In order to create a custom text embedding service, we need to create a Docker image, push it to Snowflake, and tell Snowflake to deploy it. In addition to building, pushing, and deploying, this notebook will also cover how to test your Docker image locally to speed up the develoment cycle.

# Building

In order to build an image for our custom service, we put custom data (a `data/` directory) and logic (an `embed.py`, plus a `requirements.txt` specifying any dependencies) into the `build/` directory, and then we use the `buildlib` to run the build process (`buildlib.build()`).

## What is `buildlib`?

`Buildlib` is a small Python package that hard-codes much of the boilerplate needed to deploy a text embedding service for you. On the Docker side, it uses the [python-on-whales](https://github.com/gabrieldemarmiesse/python-on-whales) package to provide easy-to-use Python functions that trigger Docker builds specifically for the text embedding service. On the Snowflake side, it uses plain f-string templating and the Snowflake Python connector to generate and run the SQL commands that set up your service in Snowflake. If you're ever curious about what a particular `buildlib` function is doing behind the scenes, don't be afraid to check out the source code -- it's not that complicated!

## Clear out `build/`

Let's start with a clean slate by deleting and recreating an empty `build/`.

In [3]:
BUILD_DIR = Path(".").resolve().parents[1] / "build"
shutil.rmtree(BUILD_DIR, ignore_errors=True)
BUILD_DIR.mkdir()

## Prepare the data

For this example, we will use the [`e5-base-v2`](https://huggingface.co/intfloat/e5-base-v2) model from Microsoft. We'll demonstrate how to preload the model weights directly into our Docker image for simpler deployment.

Rather than just using the [`transformers`](https://pypi.org/project/transformers/) library directly, we'll also demonstrate how to include a custom library into the Docker image by building a [pure Python wheel](https://packaging.python.org/en/latest/guides/distributing-packages-using-setuptools/#pure-python-wheels) and including that in the `data/` alongside the model weights. The library we demonstrate on is `embed_lib/`, a small example library we wrote to call the E5 model via `transformers`.

### Put model weights into `build/data/`

In [4]:
# Downloading the model weights.
MODEL_NAME = "intfloat/e5-base-v2"
MODEL_EMBEDDING_DIM = 768
DATA_DIR = BUILD_DIR / "data"
TOKENISER_DIR = DATA_DIR / "tokenizer"
MODEL_DIR = DATA_DIR / "model"

print(f"Downloading {MODEL_NAME} and saving tokenizer and weights to {DATA_DIR}")

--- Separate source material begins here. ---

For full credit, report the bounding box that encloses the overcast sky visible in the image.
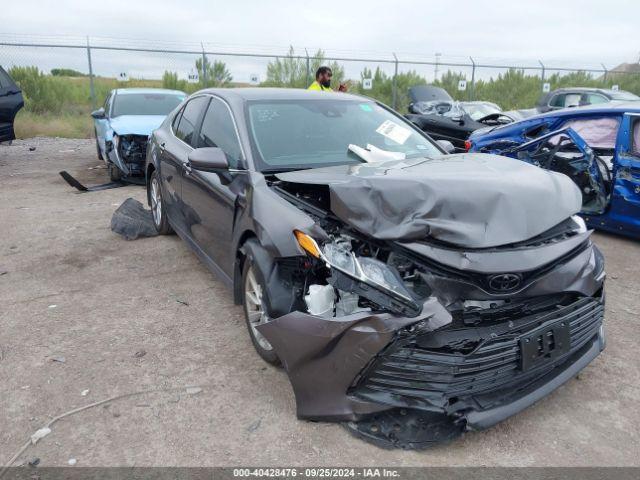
[1,0,638,82]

tokenizer = BertTokenizerFast.from_pretrained(MODEL_NAME)
model = BertModel.from_pretrained(MODEL_NAME)
assert isinstance(model, BertModel)  # This is for typechecking.
tokenizer.save_pretrained(TOKENISER_DIR)
model.save_pretrained(MODEL_DIR)

# Validate that our saved files work by loading from them.
tokenizer = BertTokenizerFast.from_pretrained(TOKENISER_DIR)
model = BertModel.from_pretrained(MODEL_DIR)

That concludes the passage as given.